Following the people and events that make up the research community at Duke

Students exploring the Innovation Co-Lab

Tag: Humanities

Hamlet is Everywhere. To Cite, or Not to Cite?

Some stories are too good to forget. With almost formulaic accuracy, elements from classic narratives are constantly being reused and retained in our cultural consciousness, to the extent that a room of people who’ve never read Romeo and Juliet could probably still piece out its major plot points. But when stories are so pervasive, how can we tell what’s original and what’s Shakespeare with a facelift?

This summer, three Duke undergraduate students in the Data+ summer research program built a computer program to find reused stories.

“We’re looking for invisible adaptations, or appropriations, of stories where there are underlying themes or the messages remain the same,” explains Elise Xia, a sophomore in mechanical engineering. “The goal of our project was to create a model where we could take one of these original stories, get data from it, and find other stories in literature, film, TV that are adaptations.”

The Lion King for example, is a well-known appropriation of Hamlet. The savannahs of Africa are a far cry from Denmark, and “Simba” bears no etymologic resemblance to “Hamlet”, yet they’re fundamentally the same story: A power-hungry uncle kills the king and ousts the heir to the throne, only for an eventually cataclysmic return of the prince. In an alternate ending for the film, Disney directors even considered quoting Hamlet.

“The only difference is that there’s no incest in The Lion King,” jokes Mikaela Johnson, an English and religious studies major and member of the Invisible Adaptations team.

With Hamlet as their model text, the team used a Natural Language Processing system to turn words into data points and compare other movie scripts and novels to the original play.

But the students had to strike a balance between the more surficial yet comprehensive analysis of computers (comparing place names, character names, and direct quotes) with the deeper textual analysis that humans provide.

So, they developed another branch of analysis: After sifting through about 30,000 scholarly texts on Hamlet to identify major themes — monarchy, death, ghost, power, revenge, uncle, etc. – their computer program screened Wikipedia’s database for those key words to identify new adaptations. After comparing the titles found from both primary and secondary sources, they had their final list of Hamlet adaptations.

“What we really tried to do was break down what a story is and how humans understand stories, and then try to translate that into a way a computer can do it,” says Nikhil Kaul, rising junior in computer science and philosophy. “And in a sense, it’s impossible.”

Finding the threshold between a unique story and derivative stories could have serious implications for copyright law and intellectual property in the future. But Grant Glass, UNC graduate student of English and comparative literature and the project manager of this study, believes that the real purpose of the research is to understand the context of each story.
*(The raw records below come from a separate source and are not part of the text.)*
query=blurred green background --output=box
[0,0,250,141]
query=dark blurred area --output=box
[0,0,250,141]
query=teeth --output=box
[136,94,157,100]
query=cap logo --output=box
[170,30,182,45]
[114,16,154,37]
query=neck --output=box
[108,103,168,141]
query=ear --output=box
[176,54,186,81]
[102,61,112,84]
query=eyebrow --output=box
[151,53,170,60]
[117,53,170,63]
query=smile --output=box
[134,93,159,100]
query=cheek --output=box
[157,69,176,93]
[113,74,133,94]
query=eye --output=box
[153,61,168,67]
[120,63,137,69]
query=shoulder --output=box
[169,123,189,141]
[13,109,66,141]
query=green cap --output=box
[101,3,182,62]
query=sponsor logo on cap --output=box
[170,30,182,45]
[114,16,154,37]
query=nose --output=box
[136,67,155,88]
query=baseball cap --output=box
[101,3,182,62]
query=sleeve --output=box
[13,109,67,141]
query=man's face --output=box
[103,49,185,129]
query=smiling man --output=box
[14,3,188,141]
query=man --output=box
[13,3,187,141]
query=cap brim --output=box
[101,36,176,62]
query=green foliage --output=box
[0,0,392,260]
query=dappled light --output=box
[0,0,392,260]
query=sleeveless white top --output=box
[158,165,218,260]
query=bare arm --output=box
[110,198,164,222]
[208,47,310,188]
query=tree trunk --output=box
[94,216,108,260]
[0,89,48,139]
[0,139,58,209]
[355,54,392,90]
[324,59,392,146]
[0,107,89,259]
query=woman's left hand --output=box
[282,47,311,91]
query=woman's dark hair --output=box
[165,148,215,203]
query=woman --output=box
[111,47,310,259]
“Appropriating without recognition removes the historical context of how that story was made,” Glass explains. Often, problematic facets of the story are too deeply ingrained to coat over with fresh literary paint: “All of the ugliness of text shouldn’t be capable of being whitewashed – They are compelling stories, but they’re problematic. We owe past baggage to be understood.”

Adaptations include small hat-tips to their original source; quoting the original or using character names. But appropriations of works do nothing to signal their source to their audience, which is why the Data+ team’s thematic analysis of Wikipedia pages was vital in getting a comprehensive list of previously unrecognized adaptations.
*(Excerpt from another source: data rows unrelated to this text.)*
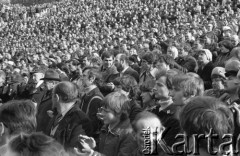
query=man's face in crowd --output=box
[205,36,212,44]
[156,61,169,71]
[170,87,186,105]
[141,59,151,70]
[198,52,209,64]
[178,48,188,57]
[224,76,238,94]
[219,45,229,53]
[207,24,213,32]
[69,62,77,72]
[33,73,44,83]
[153,84,169,100]
[103,56,113,68]
[82,70,93,88]
[83,57,91,67]
[223,30,232,39]
[140,91,153,107]
[100,107,119,125]
[212,78,225,90]
[135,118,164,151]
[0,76,5,87]
[44,80,55,90]
[114,55,123,72]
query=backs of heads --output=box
[53,81,78,103]
[0,100,36,135]
[8,133,67,156]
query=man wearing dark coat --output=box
[36,69,60,133]
[47,81,92,151]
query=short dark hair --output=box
[180,96,234,150]
[53,81,79,103]
[0,100,37,135]
[8,133,67,156]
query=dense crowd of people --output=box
[0,0,240,156]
“A good adaptation would subvert expectations of the original text,” Glass says. Seth Rogan’s animated comedy, Sausage Party, one of the more surprising movie titles the students’ program found, does just that. “It’s a really vulgar, pretty funny movie,” Kaul explains. “It’s very existential and meta and has a lot of death at the end of it, much like Hamlet does. So, the program picked up on those similarities.”

 Without this new program, the unexpected resemblance could’ve gone unnoticed by literary academia – and whether or not Seth Rogan intended to parallel a grocery store to the Danish royal court, it undoubtedly spins a reader’s expectation of Hamlet on its head.

By Vanessa Moss

What Happens When Data Scientists Crunch Through Three Centuries of Robinson Crusoe?

Reading 1,400-plus editions of “Robinson Crusoe” in one summer is impossible. So one team of students tried to train computers to do it for them.

Reading 1,400-plus editions of “Robinson Crusoe” in one summer is impossible. So one team of students tried to train computers to do it for them.

Since Daniel Defoe’s shipwreck tale “Robinson Crusoe” was first published nearly 300 years ago, thousands of editions and spinoff versions have been published, in hundreds of languages.

A research team led by Grant Glass, a Ph.D. student in English and comparative literature at the University of North Carolina at Chapel Hill, wanted to know how the story changed as it went through various editions, imitations and translations, and to see which parts stood the test of time.

Reading through them all at a pace of one a day would take years. Instead, the researchers are training computers to do it for them.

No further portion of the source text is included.